Internationale Beziehungen I

9.7.2004 | Von:

Krise und Neubeginn der Ost-West-Kooperation

Schritte zur Abrüstung

Vorrang genossen allerdings die Bemühungen um den Abschluß eines INF-Abkommens, über dessen Grundzüge sich Reagan und Gorbatschow bei ihrer ersten Begegnung in Genf im November 1985 - dem ersten amerikanisch-sowjetischen Gipfeltreffen seit 1979 überhaupt - verständigten. Bei ihrer zweiten Begegnung im Oktober 1986 in Reykjavik schien das Abkommen beinahe schon perfekt, scheiterte aber im letzten Moment an der Weigerung Reagans, Begrenzungen des amerikanischen SDI-Programms hinzunehmen. Daher konnte der INF-Vertrag erst am 8. Dezember 1987 auf dem dritten Gipfel zwischen Reagan und Gorbatschow in Washington unterzeichnet werden.

Der Vertrag, durch den in einer "doppelten Null-Lösung" auf sowjetischer Seite 857 Raketen mit 1667 Sprengköpfen und auf amerikanischer Seite 429 Raketen und Sprengköpfe abgerüstet wurden, konnte indessen nur ein Anfang sein. Zwar wurde damit erstmals eine ganze Klasse von Kernwaffen beseitigt. Aber von der Reduzierung waren tatsächlich nur etwa drei bis vier Prozent aller Nuklearwaffen betroffen. Denn 1987, als die USA und die Sowjetunion den INF-Vertrag schlossen, wurden in der Welt insgesamt 930 Milliarden Dollar für die Rüstung ausgegeben - 1,8 Millionen pro Minute. Davon entfielen allein 293 Milliarden auf die USA und 260 Milliarden auf die Sowjetunion. Nur ein einziges, mit 24 Nuklearraketen bestücktes amerikanisches "Trident"-Unterseeboot verfügte über das Achtfache der Zerstörungskraft aller im Zweiten Weltkrieg eingesetzten Bomben und Granaten.
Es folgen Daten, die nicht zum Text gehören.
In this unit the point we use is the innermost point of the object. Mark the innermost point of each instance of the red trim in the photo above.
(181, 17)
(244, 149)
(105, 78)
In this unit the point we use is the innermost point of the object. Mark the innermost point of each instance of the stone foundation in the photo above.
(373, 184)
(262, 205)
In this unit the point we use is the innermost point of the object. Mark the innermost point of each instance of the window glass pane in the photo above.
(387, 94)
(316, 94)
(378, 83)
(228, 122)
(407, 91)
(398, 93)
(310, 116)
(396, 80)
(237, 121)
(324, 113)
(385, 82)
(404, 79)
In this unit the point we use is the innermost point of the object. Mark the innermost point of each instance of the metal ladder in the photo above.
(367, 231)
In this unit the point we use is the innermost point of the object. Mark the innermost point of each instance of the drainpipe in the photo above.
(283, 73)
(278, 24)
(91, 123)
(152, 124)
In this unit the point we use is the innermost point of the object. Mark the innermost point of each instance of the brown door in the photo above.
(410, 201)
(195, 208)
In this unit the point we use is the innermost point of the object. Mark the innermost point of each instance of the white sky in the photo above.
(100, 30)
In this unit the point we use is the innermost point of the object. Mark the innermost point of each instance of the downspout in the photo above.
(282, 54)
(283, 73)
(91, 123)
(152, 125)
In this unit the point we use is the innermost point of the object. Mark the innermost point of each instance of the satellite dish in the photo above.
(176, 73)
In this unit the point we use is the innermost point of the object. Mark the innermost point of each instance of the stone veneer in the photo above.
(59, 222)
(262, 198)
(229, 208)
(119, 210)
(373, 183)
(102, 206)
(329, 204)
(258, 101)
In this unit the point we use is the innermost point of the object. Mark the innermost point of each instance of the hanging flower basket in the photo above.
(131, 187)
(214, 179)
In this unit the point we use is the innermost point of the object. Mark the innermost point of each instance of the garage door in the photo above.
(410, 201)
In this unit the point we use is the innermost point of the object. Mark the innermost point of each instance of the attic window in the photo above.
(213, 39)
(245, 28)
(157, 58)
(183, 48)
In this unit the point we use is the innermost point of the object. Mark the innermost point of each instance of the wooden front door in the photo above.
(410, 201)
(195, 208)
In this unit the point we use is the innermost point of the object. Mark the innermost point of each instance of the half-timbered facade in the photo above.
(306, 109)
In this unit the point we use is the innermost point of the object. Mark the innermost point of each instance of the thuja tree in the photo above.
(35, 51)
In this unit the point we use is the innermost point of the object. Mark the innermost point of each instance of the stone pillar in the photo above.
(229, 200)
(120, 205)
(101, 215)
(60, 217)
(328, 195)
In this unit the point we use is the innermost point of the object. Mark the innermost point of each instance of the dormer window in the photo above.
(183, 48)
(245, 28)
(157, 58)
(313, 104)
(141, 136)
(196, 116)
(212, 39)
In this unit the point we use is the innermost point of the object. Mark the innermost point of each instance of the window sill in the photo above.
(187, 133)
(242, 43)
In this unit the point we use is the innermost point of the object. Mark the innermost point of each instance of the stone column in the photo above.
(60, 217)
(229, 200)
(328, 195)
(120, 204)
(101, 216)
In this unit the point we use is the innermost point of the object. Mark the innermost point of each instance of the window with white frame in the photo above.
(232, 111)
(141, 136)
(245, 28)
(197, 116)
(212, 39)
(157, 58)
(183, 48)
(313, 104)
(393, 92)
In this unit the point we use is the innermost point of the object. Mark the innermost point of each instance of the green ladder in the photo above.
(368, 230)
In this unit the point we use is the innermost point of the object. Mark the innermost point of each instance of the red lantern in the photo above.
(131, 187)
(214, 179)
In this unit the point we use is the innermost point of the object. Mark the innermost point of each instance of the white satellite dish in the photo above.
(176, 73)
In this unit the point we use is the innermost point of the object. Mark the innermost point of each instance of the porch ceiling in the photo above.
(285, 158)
Die USA und die Sowjetunion verhandelten deshalb zugleich im Rahmen der START-Gespräche über eine Halbierung ihres strategischen Nuklearwaffenpotentials, ohne daß es ihnen jedoch gelang, bis zum vierten und letzten Gipfeltreffen zwischen Reagan und Gorbatschow innerhalb von drei Jahren im Mai 1988 in Moskau ein unterzeichnungsreifes Abkommen zustande zu bringen.

Für Gorbatschow ging es dabei nicht nur um außenpolitische Ziele. Er war vor allem aus wirtschaftlichen Gründen an der Abrüstung interessiert, um Ressourcen für die dringend reformbedürftige sowjetische Wirtschaft freizusetzen. Frühzeitig korrigierte er in diesem Zusammenhang auch das weltweite Ausgreifen der sowjetischen Außenpolitik nach Afrika, Asien und in die Karibik, das zu einer Verschwendung wertvoller Devisen geführt hatte. Die Freunde in der Dritten Welt, erklärte er dazu auf dem XXVII. Parteitag der KPDSU im Februar 1986, müßten den Sozialismus nun "hauptsächlich aus eigener Kraft aufbauen".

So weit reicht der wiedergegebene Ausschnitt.